Книга Наука Ренессанса. Триумфальные открытия и достижения естествознания времен Парацельса и Галилея. 1450–1630, страница 71. Автор книги Мари Боас Холл

Разделитель для чтения книг в онлайн библиотеке

Онлайн книга «Наука Ренессанса. Триумфальные открытия и достижения естествознания времен Парацельса и Галилея. 1450–1630»

Cтраница 71

Князья и великие люди относились к Галилею иначе. Венецианский сенат быстро предложил ему хорошее место с очень высокой платой. Галилей принял предложение, хотя все еще надеялся на место при флорентийском дворе. Пять лет назад он был учителем математики теперешнего великого герцога, посвятил свою книгу принцу и назвал в его честь спутники Юпитера. Как и многие профессора средних лет, он устал от бесконечных лекций и частных уроков, скучных учеников и завистливых коллег. Он хотел иметь свободное время, чтобы развивать свои идеи и писать книги. Однажды он сказал другу: «Невозможно получать плату от республики, какой бы великолепной и щедрой она ни была, без приложенных к плате обязанностей» [198]. Кроме того, как и многих ученых после него, Галилея привлекала возможность передавать свои открытия дилетантам.
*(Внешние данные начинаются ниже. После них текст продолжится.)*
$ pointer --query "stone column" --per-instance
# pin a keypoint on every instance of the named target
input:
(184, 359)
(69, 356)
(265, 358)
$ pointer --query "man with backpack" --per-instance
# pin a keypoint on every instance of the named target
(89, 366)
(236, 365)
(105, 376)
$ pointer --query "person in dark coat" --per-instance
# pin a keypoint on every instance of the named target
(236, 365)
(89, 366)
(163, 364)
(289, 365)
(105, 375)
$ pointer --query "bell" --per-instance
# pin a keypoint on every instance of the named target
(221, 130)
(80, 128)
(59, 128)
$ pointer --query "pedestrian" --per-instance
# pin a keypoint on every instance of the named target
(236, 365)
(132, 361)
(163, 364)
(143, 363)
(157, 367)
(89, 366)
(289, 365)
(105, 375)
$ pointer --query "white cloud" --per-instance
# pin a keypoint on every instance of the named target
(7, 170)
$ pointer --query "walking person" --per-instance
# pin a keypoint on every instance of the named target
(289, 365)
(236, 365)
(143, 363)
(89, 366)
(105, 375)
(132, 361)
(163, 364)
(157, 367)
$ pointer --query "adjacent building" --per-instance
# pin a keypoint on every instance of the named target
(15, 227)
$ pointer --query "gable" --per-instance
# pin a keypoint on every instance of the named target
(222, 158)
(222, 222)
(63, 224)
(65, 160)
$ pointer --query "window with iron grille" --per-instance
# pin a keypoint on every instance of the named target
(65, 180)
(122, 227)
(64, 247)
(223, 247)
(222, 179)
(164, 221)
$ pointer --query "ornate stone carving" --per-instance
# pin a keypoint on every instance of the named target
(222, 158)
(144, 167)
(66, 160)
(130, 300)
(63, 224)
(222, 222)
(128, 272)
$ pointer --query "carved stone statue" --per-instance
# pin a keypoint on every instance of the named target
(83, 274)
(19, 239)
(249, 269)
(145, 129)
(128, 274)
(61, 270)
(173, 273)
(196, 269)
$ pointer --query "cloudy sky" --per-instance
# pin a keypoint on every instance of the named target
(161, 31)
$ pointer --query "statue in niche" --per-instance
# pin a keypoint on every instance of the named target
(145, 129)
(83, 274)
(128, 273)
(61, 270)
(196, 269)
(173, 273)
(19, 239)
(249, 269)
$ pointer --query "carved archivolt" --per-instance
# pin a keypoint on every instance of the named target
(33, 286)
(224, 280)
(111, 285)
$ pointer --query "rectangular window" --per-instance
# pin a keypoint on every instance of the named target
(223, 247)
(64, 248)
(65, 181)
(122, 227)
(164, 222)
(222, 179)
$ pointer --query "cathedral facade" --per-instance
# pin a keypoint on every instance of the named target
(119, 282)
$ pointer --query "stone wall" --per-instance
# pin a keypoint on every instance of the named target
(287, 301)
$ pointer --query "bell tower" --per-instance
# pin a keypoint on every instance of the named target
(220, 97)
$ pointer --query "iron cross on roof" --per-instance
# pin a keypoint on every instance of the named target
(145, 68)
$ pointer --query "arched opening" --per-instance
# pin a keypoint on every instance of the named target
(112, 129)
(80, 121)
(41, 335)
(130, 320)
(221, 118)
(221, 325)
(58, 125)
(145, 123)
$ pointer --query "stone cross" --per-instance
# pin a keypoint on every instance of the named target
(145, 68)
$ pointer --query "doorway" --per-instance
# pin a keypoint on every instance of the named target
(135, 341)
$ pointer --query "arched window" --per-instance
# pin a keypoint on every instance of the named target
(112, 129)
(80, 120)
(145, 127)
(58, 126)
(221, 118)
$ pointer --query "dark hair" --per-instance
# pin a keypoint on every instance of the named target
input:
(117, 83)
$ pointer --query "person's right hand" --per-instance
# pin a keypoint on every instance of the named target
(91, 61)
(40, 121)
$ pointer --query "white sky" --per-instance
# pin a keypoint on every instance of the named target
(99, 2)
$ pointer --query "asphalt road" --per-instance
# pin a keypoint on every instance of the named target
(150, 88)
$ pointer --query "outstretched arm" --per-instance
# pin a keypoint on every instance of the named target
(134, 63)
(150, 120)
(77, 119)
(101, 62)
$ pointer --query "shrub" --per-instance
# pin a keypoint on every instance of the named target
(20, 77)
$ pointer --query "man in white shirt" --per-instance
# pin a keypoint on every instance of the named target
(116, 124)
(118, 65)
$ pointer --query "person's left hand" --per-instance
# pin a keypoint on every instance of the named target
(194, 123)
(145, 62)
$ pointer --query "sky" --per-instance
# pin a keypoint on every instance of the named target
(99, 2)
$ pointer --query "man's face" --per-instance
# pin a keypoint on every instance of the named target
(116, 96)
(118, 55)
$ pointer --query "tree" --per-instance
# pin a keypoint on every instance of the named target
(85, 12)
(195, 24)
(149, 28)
Следуя примеру великого Леонардо, Галилей предложил министру великого герцога «великие и замечательные вещи», а также свой личный план работ на будущее:

«Две книги о системе и строении Вселенной, полные философии, астрономии и геометрии. Три книги о движении – это совершенно новая наука, в которой никто – ни древние, ни современные ученые не открыли ни одного из удивительных законов, которые я демонстрирую… Три книги о механике – другие авторы писали об этом, но все сделанное составляет не более четверти (и по количеству, и по качеству) того, что я напишу. У меня также есть второстепенные работы по разным вопросам физики, например трактат о звуке и голосе, о зрении и цветах, об приливно-отливных явлениях, о движении животных и многие другие» [199].

Возможно, многое в этом списке существовало только в виде кратких набросков или задумок. Только часть из перечисленного была сделана, да и то не в строгом соответствии с первоначальными планами. Жизнь Галилея была полна не спокойных размышлений, а горьких противоречий.

Но пока все было нормально. Галилей получил место философа и математика при флорентийском герцоге на выгодных условиях. Герцог увлекался астрологией и прочими неопределенными вещами. Летом 1610 года он уехал из Падуи. Венецианский сенат был в ярости из-за того, что Галилей разорвал контракт. Друзья-ученые тоже не радовались. С одной стороны, они не хотели его терять, а с другой – зная, что он умеет наживать врагов, и предвидя, что в будущем их станет больше, считали, что Галилей поступает неразумно, покидая безопасное убежище, которое ему гарантировала маленькая республика, ради неопределенных благ нового двора. Венецианский купец Сагредо писал:

«Где ты найдешь свободу и самостоятельность, как в Венеции?.. Сейчас ты служишь своему правителю, великому человеку, достойному, молодому, умеющему держать слово. Здесь у тебя есть власть над теми, кто управляет другими, ты сам себе хозяин, ты властелин вселенной» [200].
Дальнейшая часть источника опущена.